Synapses

More Works By Paula Murray Porcelain 2025
30 × 79.5 × 2.75 in 76.2 × 201.93 × 6.99 cm
$8,000

About Synapses

This contemporary horizontal wall composition by Paula Murray is composed of blue porcelain discs.

An internationally recognized and collected artist, Paula Murray’s sublime work in clay is highly valued for its original, organic design and refined craftsmanship. Nature often inspires her thought-provoking work and indeed, the 19 deep blue coloured discs in this sculptural wall composition reference both the powerful cyclical patterns found in the natural world and in the vast cosmos--the stars above. “The fragility of porcelain mirrors the earth’s vulnerability in this time of environmental degradation.” Murray’s signature, finely detailed ‘cracks’ appear here in each piece; each having their own unique patterns. “These are not mere surface imperfections; they evoke the fractures in our environment caused by the climate crisis—cracks in glaciers, drought-stricken lands, and the growing imbalance between humanity and nature.” The pierced holes designed to emulate star constellations “offer hope--just as the stars guide us.” The number 19 is also symbolic of “the end of one cycle and the start of another—much like the 19-year Metonic cycle, where lunar phases realign with the solar year.” The patterns of ‘cracks’ on the surface of each disc also connect the pierced holes—a deliberate representation of our own neural synapses responsible for delivering messages from our brain throughout the human body.

“Synapses explores the unseen yet powerful connections that bind us to the earth and each other and …asks us to reflect on our responsibility to the earth, urging us to see the beauty in these fractures not as irreversible, but as reminders of our capacity for healing. Through the cracks, light shines.
Through the breaks, new pathways emerge. And like the constellations, our actions form a map—guiding us toward a future where we can still mend what’s broken.” Paula Murray

“Paula Murray has ... opted for a path that lies out along porcelain’s very fringes. She pushed the dismaterial’s tensile qualities way past their literal and figurative breaking points and in the end created work of enormous beauty, power, and meaning. It all has to do with a willingness to abandon (or at least, put aside) the aesthetic fundamentalism of a purist approach.” Gil McElroy, Art Critic and Curator

Paula Murray was born in Ottawa and studied science at the University of Ottawa and ceramics at Sheridan College.

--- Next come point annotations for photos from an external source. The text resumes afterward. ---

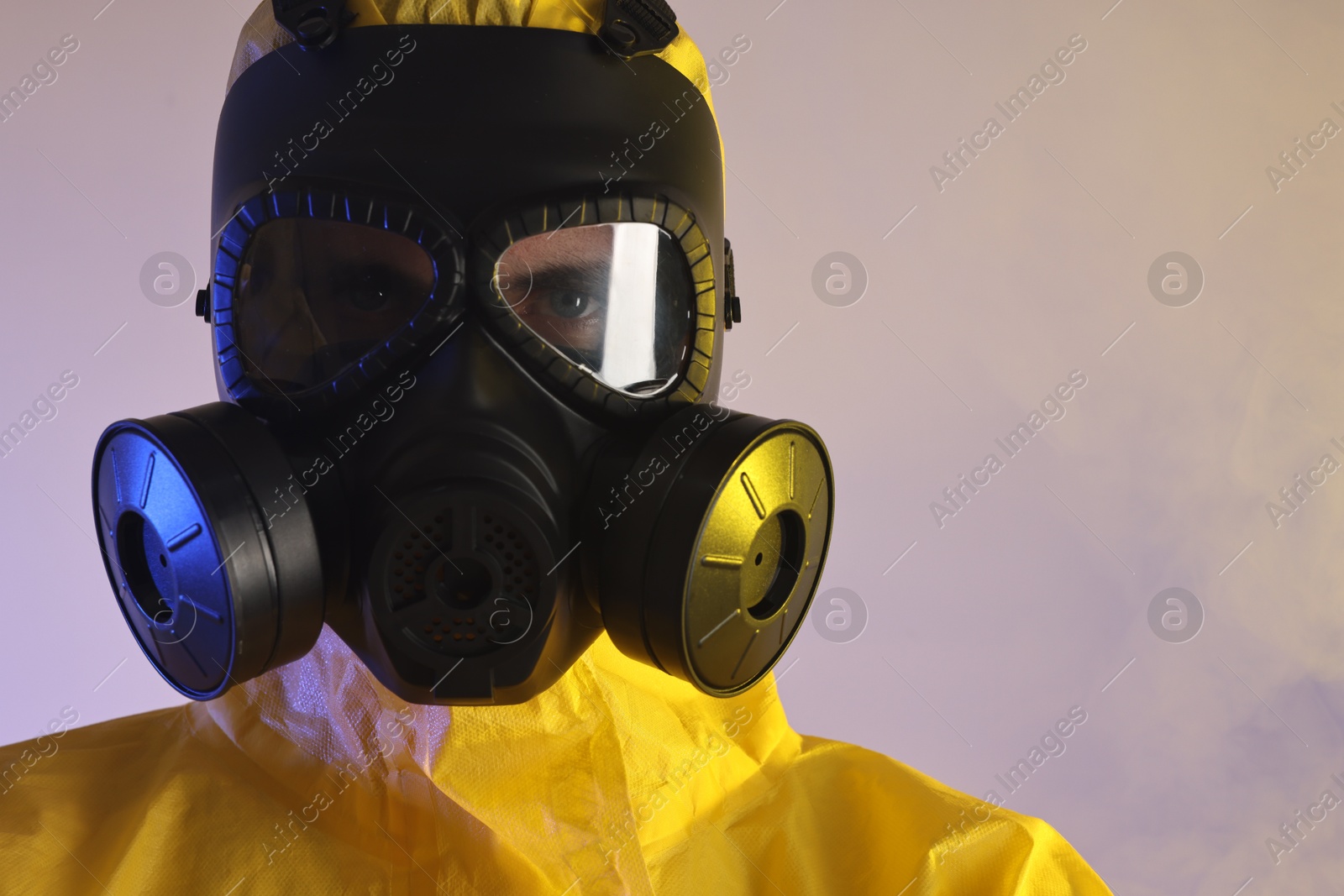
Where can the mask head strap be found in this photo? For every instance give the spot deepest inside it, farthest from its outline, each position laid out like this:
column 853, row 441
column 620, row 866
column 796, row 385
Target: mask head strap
column 632, row 27
column 313, row 24
column 638, row 27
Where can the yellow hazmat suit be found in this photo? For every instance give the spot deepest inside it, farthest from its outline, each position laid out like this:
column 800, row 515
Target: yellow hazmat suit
column 620, row 779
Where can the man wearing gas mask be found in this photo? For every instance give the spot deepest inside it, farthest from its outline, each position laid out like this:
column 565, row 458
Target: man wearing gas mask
column 475, row 586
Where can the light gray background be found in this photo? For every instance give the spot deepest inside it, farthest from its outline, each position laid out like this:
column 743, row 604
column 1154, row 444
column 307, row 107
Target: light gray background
column 1030, row 265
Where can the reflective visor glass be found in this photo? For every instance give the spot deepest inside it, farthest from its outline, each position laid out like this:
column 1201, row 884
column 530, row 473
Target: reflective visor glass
column 318, row 296
column 615, row 298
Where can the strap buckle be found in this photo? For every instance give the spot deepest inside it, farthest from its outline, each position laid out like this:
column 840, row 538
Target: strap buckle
column 638, row 27
column 313, row 24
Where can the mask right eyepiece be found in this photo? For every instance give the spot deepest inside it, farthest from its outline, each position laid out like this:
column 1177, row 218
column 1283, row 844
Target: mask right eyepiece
column 712, row 544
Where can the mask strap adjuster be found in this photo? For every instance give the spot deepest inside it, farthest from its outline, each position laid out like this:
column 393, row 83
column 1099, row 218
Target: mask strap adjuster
column 638, row 27
column 313, row 24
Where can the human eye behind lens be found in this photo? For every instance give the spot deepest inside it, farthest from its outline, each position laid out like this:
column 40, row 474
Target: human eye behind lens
column 371, row 289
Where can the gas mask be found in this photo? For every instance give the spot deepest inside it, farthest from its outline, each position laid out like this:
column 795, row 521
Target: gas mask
column 468, row 304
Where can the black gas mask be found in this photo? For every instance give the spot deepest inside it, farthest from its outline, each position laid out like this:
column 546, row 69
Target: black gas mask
column 468, row 305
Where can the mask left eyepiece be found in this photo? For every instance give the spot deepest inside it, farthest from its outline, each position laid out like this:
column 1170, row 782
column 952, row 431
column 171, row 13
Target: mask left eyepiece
column 215, row 590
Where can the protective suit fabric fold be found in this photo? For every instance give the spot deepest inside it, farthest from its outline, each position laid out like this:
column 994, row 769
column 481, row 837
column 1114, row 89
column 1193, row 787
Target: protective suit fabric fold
column 620, row 779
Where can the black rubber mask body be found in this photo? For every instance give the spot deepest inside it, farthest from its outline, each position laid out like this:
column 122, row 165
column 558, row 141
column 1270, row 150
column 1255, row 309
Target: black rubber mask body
column 467, row 506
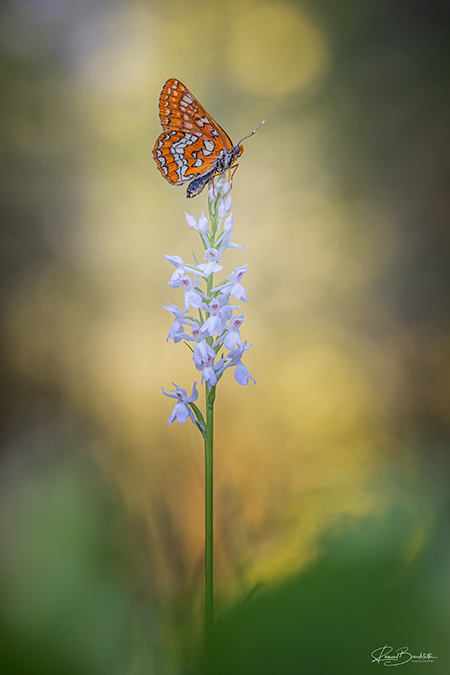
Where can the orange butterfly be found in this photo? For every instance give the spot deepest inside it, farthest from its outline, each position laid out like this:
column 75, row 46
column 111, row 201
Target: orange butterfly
column 192, row 146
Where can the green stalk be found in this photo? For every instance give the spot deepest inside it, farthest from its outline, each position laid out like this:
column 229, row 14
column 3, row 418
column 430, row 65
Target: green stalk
column 209, row 502
column 209, row 529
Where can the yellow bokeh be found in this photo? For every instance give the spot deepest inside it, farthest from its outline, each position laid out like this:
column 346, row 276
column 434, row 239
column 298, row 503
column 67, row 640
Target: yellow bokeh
column 275, row 49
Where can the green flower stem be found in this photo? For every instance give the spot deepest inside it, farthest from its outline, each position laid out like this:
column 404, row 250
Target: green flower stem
column 209, row 530
column 210, row 397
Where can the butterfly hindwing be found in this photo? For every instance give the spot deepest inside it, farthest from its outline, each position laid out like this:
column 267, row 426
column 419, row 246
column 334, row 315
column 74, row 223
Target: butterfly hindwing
column 180, row 155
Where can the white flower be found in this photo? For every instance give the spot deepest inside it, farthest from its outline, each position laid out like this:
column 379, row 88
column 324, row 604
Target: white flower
column 232, row 336
column 176, row 331
column 233, row 286
column 182, row 410
column 212, row 255
column 241, row 373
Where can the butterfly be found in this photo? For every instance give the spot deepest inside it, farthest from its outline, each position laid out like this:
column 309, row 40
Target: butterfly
column 192, row 146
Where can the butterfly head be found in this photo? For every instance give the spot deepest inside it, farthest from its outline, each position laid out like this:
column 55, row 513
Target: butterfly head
column 240, row 148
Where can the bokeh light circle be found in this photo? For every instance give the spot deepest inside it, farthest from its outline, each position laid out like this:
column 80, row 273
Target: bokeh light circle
column 275, row 49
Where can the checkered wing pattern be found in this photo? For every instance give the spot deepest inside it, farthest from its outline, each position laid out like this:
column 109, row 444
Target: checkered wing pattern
column 191, row 141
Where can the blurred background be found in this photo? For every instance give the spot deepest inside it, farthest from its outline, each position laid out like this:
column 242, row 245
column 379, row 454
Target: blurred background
column 331, row 475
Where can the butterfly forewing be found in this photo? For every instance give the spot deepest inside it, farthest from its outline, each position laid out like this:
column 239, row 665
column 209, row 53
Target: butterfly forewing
column 191, row 141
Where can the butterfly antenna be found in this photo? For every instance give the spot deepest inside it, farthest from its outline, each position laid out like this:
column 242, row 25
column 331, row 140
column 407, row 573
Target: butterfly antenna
column 253, row 132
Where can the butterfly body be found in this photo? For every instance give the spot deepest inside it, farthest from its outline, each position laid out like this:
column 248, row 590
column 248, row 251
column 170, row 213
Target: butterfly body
column 192, row 146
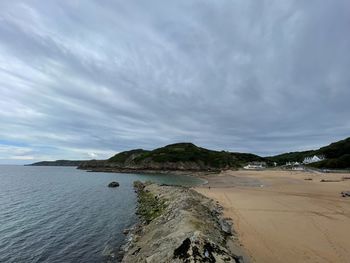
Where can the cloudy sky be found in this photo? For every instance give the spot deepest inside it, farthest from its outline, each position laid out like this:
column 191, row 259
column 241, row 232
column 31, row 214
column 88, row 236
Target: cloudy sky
column 86, row 79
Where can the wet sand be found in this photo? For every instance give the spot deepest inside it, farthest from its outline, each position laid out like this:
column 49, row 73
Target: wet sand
column 280, row 217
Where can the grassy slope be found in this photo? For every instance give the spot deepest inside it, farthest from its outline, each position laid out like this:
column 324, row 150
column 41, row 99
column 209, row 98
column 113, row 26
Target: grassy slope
column 337, row 156
column 187, row 152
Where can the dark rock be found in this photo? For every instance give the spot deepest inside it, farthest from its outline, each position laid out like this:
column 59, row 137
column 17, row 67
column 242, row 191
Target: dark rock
column 182, row 251
column 113, row 184
column 345, row 194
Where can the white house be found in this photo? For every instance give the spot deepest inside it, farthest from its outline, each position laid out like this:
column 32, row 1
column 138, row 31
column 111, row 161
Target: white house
column 313, row 159
column 255, row 165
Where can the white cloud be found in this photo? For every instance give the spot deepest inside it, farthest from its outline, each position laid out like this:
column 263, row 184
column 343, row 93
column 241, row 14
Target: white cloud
column 99, row 77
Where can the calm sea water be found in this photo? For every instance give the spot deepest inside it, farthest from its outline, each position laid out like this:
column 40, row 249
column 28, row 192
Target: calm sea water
column 61, row 214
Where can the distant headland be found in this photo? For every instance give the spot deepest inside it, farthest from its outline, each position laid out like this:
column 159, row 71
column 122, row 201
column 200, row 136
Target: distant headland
column 189, row 157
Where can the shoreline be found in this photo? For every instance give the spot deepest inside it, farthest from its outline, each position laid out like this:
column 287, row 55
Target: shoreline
column 177, row 224
column 293, row 217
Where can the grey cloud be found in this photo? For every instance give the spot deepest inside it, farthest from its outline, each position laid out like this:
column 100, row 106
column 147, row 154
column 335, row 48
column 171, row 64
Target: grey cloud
column 97, row 77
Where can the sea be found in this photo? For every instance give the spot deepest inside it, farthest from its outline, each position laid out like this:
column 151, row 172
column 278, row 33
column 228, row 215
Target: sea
column 62, row 214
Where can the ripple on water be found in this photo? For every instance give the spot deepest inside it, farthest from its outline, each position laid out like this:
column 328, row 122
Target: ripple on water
column 61, row 214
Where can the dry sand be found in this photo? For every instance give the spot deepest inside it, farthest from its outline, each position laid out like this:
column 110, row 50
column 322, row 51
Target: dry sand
column 280, row 217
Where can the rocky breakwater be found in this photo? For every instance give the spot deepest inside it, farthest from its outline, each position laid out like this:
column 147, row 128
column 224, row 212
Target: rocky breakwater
column 180, row 225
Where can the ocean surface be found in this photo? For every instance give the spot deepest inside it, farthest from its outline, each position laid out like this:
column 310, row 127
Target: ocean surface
column 61, row 214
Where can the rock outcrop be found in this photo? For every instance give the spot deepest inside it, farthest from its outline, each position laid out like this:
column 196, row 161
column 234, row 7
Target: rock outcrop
column 180, row 225
column 113, row 184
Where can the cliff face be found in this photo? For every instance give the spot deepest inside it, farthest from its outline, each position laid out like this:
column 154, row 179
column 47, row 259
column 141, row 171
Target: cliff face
column 180, row 225
column 181, row 156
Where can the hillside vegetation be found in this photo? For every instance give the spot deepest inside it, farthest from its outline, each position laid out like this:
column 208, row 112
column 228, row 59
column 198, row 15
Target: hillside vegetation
column 337, row 156
column 179, row 156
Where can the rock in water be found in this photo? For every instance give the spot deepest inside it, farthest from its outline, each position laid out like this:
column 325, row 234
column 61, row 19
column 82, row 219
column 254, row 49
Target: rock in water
column 113, row 184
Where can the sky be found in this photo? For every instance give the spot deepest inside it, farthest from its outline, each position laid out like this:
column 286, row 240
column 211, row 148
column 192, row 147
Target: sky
column 87, row 79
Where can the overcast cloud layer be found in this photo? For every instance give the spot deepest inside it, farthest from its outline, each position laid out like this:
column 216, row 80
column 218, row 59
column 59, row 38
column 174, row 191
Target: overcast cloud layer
column 86, row 79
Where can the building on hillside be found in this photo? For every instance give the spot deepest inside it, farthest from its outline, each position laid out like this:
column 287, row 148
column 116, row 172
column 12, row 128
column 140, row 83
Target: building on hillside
column 296, row 166
column 313, row 159
column 255, row 165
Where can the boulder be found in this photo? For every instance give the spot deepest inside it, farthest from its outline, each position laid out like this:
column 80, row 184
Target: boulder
column 113, row 184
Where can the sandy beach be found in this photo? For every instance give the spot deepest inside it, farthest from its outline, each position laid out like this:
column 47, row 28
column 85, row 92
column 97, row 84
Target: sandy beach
column 281, row 217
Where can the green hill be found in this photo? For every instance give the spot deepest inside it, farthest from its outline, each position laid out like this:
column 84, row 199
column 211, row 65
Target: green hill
column 337, row 156
column 179, row 156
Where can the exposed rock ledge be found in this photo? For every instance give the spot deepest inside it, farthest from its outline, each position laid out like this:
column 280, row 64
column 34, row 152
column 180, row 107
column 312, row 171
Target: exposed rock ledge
column 180, row 225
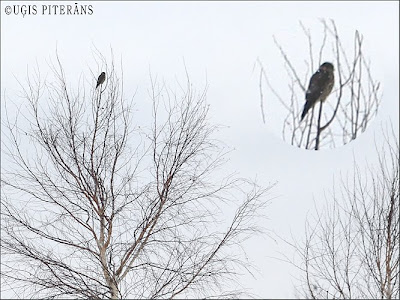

Elected to the International Academy of Ceramics (2017) and the Royal Canadian Academy of the Arts (2006) she has based her full-time studio practice from Meech Lake, in Gatineau Park since 1980. Exhibiting in prestigious exhibitions in Canada, Italy, China, Korea, Taiwan, Japan, Portugal, Romania and the USA, she has received several awards and creation grants. In 2021, Paula Murray was awarded one of the highest honours granted by the Quebec government in recognition of an exceptional career in the arts—the Prix d’excellence from le Conseil des métiers d’art du Québec.
In 2022, she received the Kito Prize at the Jingdezhen International Ceramics Biennale in China. Public collections include the World Korean Ceramic Foundation Museum, New Taipei City Yingge Ceramic Museum, Taiwan, Museum of Ceramics, Faenza, Italy, Canada House, London, UK, and in Canada the Gardiner Museum, Museum of History, The Canada Council Art Bank and The Canadian Clay and Glass Gallery.